Trade association names generally fall into two categories: a simple description of who belongs to it; or a prominent stance for (or against) some broad social or business policy issue. With its renaming, announced at its annual meeting on Feb. 14, GPhA is shifting from the first category to the second. And an outsider might well wonder, who could be against access to medicine, such that a trade association needs to actively promote the concept? And, why now?
The ostensible rationale for the name change, as stated by Chip Davis, AAM president, is to emphasize that “Our medicines drive savings, not costs, and we stand ready to work with the President, Congress, patient groups and others to create real and lasting health cost solutions.” There’s no question that the entire pharma industry (indeed, all businesses involved with healthcare) are anxiously watching the swirling activity in the White House and Congress, with the Affordable Care Act on the ropes and President Trump making vague threats about too-high drug prices. On the other hand—as recognized by AAM’s own rebranding announcement, generic drugs now represent 89% of filled prescriptions. Subtract drugs still on patent, and a relatively small number of cases where a patient cannot tolerate the generic version of a branded drug, and the realization is (and has been for several years now) that there’s very little remaining headspace for additional generic substitution. That battle is long over, and generics have resoundingly won.
Nevertheless, AAM is launching a publicity campaign touting the savings and value that generic drugs provide; could be a little bit of rival envy since PhRMA, the home of the branded drugmakers, has a high-profile (and high-cost) “GoBoldly.com” campaign running on network television and elsewhere.
Another part of the story, however, is a word that kept popping up in the AAM renaming announcement: biosimilars. While noting that today’s generics are 80-85% less expensive, on average, than branded products, AAM also asserted that “biosimilars, alternatives to costly brand biologic medicines, could save our health care system up to $250 billion in the next ten years.” Given that specialty products (which are mostly biologics) represent around a third of today’s drug spending, and will represent 50% by 2020 (by some estimates), biologics and biosimilars represent the future direction of the industry.
The AAM rebranding could thus be a certain degree of resetting GPhA’s mission around biosimilar manufacturers, while not abandoning its core constituency of small-molecule generics makers.
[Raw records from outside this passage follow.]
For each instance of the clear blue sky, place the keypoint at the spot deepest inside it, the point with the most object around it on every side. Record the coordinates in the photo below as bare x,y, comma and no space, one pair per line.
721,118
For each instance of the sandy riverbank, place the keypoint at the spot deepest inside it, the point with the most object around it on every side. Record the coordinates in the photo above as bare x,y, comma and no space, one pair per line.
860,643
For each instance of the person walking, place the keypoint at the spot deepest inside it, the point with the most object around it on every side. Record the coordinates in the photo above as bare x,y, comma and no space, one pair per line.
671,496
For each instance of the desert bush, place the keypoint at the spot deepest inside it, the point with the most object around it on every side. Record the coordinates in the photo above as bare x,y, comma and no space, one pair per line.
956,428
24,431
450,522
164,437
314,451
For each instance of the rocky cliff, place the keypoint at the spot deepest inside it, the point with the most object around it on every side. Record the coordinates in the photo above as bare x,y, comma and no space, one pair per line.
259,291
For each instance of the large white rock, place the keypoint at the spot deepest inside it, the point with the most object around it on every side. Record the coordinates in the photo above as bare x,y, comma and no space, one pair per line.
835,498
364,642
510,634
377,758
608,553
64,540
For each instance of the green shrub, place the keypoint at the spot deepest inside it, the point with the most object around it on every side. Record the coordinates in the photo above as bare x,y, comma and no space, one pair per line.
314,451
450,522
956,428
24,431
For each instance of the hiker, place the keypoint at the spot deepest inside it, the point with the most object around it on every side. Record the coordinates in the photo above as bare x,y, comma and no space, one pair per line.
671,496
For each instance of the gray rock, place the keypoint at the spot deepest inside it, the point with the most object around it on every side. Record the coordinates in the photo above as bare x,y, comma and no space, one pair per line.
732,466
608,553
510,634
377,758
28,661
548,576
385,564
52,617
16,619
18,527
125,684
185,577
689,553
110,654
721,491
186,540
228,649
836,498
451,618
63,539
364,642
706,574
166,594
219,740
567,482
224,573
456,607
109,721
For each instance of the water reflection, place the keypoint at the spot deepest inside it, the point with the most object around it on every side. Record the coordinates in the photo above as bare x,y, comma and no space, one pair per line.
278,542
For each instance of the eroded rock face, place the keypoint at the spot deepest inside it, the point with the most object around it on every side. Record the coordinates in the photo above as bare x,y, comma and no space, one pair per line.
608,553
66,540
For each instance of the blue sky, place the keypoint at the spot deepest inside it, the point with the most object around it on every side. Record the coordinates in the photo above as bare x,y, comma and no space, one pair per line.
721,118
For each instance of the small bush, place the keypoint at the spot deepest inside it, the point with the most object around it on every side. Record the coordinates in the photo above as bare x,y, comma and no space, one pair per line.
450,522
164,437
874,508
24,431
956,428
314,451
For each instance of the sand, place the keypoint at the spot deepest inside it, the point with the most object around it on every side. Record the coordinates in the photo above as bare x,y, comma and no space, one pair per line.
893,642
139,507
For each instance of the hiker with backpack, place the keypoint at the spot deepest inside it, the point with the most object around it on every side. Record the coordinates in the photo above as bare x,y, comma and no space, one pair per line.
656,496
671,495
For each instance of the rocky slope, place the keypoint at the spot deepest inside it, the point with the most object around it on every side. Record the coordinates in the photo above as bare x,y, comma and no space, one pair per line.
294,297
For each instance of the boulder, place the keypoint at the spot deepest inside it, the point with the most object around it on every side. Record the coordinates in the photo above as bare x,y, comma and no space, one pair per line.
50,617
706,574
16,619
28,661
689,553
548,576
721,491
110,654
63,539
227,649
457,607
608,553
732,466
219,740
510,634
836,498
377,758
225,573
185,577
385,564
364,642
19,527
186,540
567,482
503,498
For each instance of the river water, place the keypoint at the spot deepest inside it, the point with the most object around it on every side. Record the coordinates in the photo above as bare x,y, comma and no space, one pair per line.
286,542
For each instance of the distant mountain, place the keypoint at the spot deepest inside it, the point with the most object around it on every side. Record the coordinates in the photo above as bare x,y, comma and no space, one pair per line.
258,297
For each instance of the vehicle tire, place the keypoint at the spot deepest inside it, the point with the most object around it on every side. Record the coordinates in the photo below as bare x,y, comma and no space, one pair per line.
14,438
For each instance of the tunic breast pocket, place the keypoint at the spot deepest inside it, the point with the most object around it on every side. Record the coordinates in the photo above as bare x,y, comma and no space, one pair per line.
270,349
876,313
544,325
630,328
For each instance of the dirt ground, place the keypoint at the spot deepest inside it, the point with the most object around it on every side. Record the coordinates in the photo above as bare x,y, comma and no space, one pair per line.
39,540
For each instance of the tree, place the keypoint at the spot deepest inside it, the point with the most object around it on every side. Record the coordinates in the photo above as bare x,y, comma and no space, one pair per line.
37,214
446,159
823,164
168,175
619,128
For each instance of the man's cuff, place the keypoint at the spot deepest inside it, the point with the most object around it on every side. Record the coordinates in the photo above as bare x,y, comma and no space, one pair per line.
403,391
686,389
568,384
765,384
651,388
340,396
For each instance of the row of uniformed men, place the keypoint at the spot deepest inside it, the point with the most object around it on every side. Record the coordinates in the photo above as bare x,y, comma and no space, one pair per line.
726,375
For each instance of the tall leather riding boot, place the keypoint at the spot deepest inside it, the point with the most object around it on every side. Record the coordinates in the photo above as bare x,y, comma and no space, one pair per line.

The regulatory structure around biosimilars is significantly different from that of generic drugs (one obvious example: the concept of “biogeneric” was abandoned several years ago). And there is something of a lobbying-group vacuum around biosimilars: GPhA has had a Biosimilars Council (which is mostly composed of GPhA members who also have ambitions in biosimilars); and there is a Biosimilars Forum, mostly composed of PhRMA or BIO members who are engaged in biosimilar development. For sure, there are a host of lively debates around biosimilar regulation and practices, starting with something as simple as how a biosimilar product should be named.
Another certainty—a sign of the times—is that advances in medicine will be occurring as frequently in Washington Beltway circles as they do in biopharma labs for the foreseeable future.